Friday, August 31, 2012

Are We Having Fun Yet?

It is the last day of August.

In one week, we celebra...I mean, commemorate - the one year anniversary of the floods that hit this part (and other parts) of upstate New York due to Tropical Storm Lee.

This is our newspaper's answer to the upcoming anniversary:  survey the readers.  Maybe I would get in the paper if I answered. At the risk of putting my readers to sleep, I will answer.

I have a lot of mixed feelings, believe it or not, about marking the anniversary.  There's a part of me that just doesn't want to talk about it anymore.  There's another part that realizes that it seems no one has really faced the issues that led to this flood.  For whatever reason, our climate is changing and many places not prone to flooding suddenly are - including farms in this area.  It isn't just the urban folk like me.

It's only going to get worse.  We (meaning the U.S. as a whole) must find a way to survive flooding, to adapt ourselves to our new reality. 

Flood walls need repair. They need to be planned differently.  We must have new building codes.  We plain have to learn to adapt.  There's a lot of work to do and I honestly don't see much of it getting done.  Local governments are strapped.  The Federal government is in major deficit? People don't have jobs.  How do we deal with this? 

I'm not having fun yet.  I don't think any of my neighbors are, either. No one is having fun, not the people in Louisiana, not the people in Florida, not the people in Fargo, not the people in Charleston, SC or Minnesota or anywhere else now on the front lines of flooding, except maybe the manufacturers of sand and sandbags.


But, for the sake of argument, if I did answer the survey: these would be my responses.  (and yes, you are excused.  You may now leave the blog.  Please come back tomorrow for my Sustainable Saturday.  Thank you for your time!)

* Required

Name *   Nope.  I understand why a newspaper asks for ID.  But this isn't a letter to the editor.  This is about peoples' personal experiences.  Is it really necessary?

Town *  If I named my neighborhood, locals would know it right away.  Not a good way to get fame.

Best phone number to reach you * This will not be published.  Yikes, they are going to call to confirm?  (See "name")

Have you recovered emotionally from the flood?  No, not there yet.  And maybe that's why you still see mental health volunteers (an excellent organization called Project Recovery) at places like local farmers markets and the Garlic Festival held two weeks ago.
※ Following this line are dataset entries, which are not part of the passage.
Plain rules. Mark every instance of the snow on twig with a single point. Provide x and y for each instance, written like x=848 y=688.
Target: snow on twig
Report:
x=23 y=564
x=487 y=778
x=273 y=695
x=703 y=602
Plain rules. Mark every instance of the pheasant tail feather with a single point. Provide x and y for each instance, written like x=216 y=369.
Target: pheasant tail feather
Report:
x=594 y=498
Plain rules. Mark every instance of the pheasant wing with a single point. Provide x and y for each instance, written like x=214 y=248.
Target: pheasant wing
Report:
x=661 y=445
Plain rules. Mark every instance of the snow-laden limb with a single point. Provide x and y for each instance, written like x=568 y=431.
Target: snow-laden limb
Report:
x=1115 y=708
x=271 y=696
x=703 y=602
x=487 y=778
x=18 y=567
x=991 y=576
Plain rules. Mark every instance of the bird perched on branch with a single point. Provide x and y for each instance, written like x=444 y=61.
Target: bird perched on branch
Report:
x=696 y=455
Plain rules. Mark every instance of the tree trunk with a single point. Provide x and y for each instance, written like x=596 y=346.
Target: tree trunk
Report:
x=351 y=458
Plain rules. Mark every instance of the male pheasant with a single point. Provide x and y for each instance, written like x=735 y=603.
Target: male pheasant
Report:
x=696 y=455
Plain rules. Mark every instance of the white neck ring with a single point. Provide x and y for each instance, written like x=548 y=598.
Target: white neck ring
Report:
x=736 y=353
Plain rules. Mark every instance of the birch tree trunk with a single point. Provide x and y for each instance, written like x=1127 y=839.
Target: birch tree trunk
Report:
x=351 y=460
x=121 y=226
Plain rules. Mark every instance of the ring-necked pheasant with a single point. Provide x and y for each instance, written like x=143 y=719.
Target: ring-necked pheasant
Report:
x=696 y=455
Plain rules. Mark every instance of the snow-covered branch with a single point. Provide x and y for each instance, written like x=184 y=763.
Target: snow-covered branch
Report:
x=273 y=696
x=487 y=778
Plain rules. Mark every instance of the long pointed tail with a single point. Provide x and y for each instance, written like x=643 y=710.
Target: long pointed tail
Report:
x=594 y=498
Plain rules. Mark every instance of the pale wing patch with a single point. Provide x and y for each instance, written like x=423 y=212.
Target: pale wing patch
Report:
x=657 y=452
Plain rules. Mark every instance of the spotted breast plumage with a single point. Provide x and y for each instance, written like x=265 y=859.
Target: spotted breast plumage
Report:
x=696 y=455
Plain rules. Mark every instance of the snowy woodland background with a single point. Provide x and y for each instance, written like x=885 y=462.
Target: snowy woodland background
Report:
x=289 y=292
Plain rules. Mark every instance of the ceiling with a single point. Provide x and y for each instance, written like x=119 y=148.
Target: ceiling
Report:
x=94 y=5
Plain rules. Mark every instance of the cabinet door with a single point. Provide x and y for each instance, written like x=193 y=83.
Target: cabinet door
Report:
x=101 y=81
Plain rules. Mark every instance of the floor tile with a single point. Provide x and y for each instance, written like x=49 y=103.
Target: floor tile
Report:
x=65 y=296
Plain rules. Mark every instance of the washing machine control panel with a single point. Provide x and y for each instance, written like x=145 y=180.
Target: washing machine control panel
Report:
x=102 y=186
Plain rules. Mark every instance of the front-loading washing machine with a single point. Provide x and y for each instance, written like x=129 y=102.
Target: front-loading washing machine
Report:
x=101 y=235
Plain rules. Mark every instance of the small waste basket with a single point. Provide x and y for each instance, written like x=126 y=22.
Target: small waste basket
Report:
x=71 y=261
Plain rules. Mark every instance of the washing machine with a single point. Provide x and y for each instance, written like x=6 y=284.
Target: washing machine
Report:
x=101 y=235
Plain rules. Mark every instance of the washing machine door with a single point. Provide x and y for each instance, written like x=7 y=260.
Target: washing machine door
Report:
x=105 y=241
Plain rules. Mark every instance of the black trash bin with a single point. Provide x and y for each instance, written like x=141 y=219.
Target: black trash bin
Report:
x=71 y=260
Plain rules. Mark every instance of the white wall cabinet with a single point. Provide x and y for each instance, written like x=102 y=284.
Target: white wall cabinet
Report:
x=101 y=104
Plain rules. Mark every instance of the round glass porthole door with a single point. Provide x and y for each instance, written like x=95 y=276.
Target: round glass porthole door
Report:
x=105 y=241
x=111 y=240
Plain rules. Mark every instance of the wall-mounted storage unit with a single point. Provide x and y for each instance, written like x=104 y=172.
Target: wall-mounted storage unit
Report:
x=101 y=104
The kind follks at Project Recovery told me (yes, I spoke to them at one point about my personal issues) it takes a good year.  Recovery from a loss doesn't happen on a schedule and it isn't going to cut off on September.  But the healing WILL complete itself.  I am 100% sure of that.

Have you repaired your home? How long did it take? What did it cost?   About repairs, we are probably 98% there, but what is left is minor - it is hard finding a contractor around here, still, for small jobs.  Too many big jobs still needing their attention.  I understand this.  And, again, we suffered so much less than many other people in our neighborhood.  Cost: less than it could have been.  We were lucky.  'Nuf said.

What problems do you still face?  I will let those more greatly affected answer that.  I still have a house. I will mention this: Major employer (1300 jobs) left our neighborhood due to the flooding; guess what will happen to our taxes as the building sits and rots away?  


How did government -- local, state, federal -- work or not work for you?  Thank you for the comic relief.  I haven't laughed so hard in weeks. Seriously, I've heard mixed stories re FEMA.  My own experiences I blogged about some last year.


Do you know a neighbor who stepped up to help someone else? Glad you asked because there was a LOT of that.  You would need a special edition of the paper to list.  Neighbors. Churches. Local employers. Fire departments (for their pumps) from long drives away.

I also heard enough stories about those who took advantage, even those who pretended they were "victims". As usual, there are two sides to the human experience and I saw both of them last year.

I just hope there isn't a "next time".  But I know in my heart there will be.  Please, Press and Sun Bulletin, please report on THAT.

1 comment:

  1. I think it is interesting the newspaper is doing a survey. It could lead to an interesting story or compilation of the human side of it all.

    Sidenote: Had to laugh (sadly) last night when a reporter asked a flood victim in Mississippi what was the condition of his home. He answered in one word "Wet". Duh.